"But they took Vingilot, and hallowed it, and bore it away through Valinor to the uttermost rim of the world; and there it passed through the Door of Night and was lifted up even into the oceans of heaven … and Eärendil the Mariner sat at the helm, glistening with dust of elven-gems, and the Silmaril was bound upon his brow."
Maglor
"Maedhros,
You haven't answered any of my letters. By that, I'm sure I can assume that you are well and simply busy, and there is nothing at all for me to worry about."
Maglor dipped the barbed tip of his quill back into the inkwell. It was a pleasant evening, unseasonably warm for late autumn up north. He curled his knee up onto the bench and leaned against the stone wall of the balcony. In a few minutes the stars would come out.
He chewed his lip. "I know things have been different since we got back from Sirion.

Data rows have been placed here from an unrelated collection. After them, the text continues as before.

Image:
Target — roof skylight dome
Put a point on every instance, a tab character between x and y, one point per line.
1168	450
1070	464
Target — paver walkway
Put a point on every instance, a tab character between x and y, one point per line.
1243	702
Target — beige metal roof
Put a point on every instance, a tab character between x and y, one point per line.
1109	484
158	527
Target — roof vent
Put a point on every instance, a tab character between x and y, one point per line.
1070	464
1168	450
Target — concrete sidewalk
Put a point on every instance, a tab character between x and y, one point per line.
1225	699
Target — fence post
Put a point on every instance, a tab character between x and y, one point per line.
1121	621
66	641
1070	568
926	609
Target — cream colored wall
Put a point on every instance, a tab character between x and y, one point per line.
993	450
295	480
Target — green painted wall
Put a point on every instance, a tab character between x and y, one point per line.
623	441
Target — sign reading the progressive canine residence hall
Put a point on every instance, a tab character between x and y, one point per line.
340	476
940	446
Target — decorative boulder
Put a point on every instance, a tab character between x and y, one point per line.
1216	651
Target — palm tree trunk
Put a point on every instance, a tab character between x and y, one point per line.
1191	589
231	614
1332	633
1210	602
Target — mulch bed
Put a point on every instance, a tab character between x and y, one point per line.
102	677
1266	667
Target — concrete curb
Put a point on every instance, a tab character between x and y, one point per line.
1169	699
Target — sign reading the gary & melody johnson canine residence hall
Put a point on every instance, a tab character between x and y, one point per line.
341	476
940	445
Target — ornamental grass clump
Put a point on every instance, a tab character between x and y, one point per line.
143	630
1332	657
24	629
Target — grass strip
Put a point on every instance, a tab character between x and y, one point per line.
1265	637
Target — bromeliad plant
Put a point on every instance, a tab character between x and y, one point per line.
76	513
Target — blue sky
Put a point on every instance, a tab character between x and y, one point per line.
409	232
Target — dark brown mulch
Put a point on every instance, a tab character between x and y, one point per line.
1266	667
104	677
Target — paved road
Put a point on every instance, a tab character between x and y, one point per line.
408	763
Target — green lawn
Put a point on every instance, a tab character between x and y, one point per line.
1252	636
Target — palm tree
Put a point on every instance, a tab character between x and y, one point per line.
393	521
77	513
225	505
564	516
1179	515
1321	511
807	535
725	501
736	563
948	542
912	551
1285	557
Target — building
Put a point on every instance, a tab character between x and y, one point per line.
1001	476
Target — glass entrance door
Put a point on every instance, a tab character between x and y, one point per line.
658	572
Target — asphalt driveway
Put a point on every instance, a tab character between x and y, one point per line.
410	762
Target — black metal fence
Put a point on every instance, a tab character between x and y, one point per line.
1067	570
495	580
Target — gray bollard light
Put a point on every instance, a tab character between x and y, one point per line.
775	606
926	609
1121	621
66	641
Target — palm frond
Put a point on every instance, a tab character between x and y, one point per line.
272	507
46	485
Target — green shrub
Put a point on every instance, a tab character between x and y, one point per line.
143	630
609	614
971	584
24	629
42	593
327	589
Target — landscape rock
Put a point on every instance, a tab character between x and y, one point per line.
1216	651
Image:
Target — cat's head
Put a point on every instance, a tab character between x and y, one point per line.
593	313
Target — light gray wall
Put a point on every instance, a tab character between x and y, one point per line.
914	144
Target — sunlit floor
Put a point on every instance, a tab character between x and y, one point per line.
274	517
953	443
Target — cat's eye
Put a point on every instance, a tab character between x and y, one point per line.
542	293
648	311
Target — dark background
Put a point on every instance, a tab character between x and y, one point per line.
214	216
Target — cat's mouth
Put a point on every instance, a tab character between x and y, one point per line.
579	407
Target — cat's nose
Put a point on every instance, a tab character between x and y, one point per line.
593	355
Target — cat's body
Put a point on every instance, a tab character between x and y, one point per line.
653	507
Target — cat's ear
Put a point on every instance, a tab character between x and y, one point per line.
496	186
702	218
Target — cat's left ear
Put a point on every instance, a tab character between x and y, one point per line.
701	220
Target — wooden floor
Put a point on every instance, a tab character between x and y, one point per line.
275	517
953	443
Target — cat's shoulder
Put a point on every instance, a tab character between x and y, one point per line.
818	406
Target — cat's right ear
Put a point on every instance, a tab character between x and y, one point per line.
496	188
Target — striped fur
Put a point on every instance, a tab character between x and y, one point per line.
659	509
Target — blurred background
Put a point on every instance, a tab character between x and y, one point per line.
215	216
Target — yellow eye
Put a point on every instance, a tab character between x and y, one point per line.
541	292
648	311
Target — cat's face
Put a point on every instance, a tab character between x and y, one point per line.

Perhaps you blame yourself for what happened to Amrod and Amras; perhaps you blame yourself for – "
The thought slithered up in his mind. For the slaughter you led us to. For the doors that lined the streets in Sirion hanging open on their hinges and the deep wells we had to carve in the earth afterwards. For the guilt we must carry now, after Sirion and Doriath and the Nirnaeth Arnoediad, when we rode out under your banner and your orders.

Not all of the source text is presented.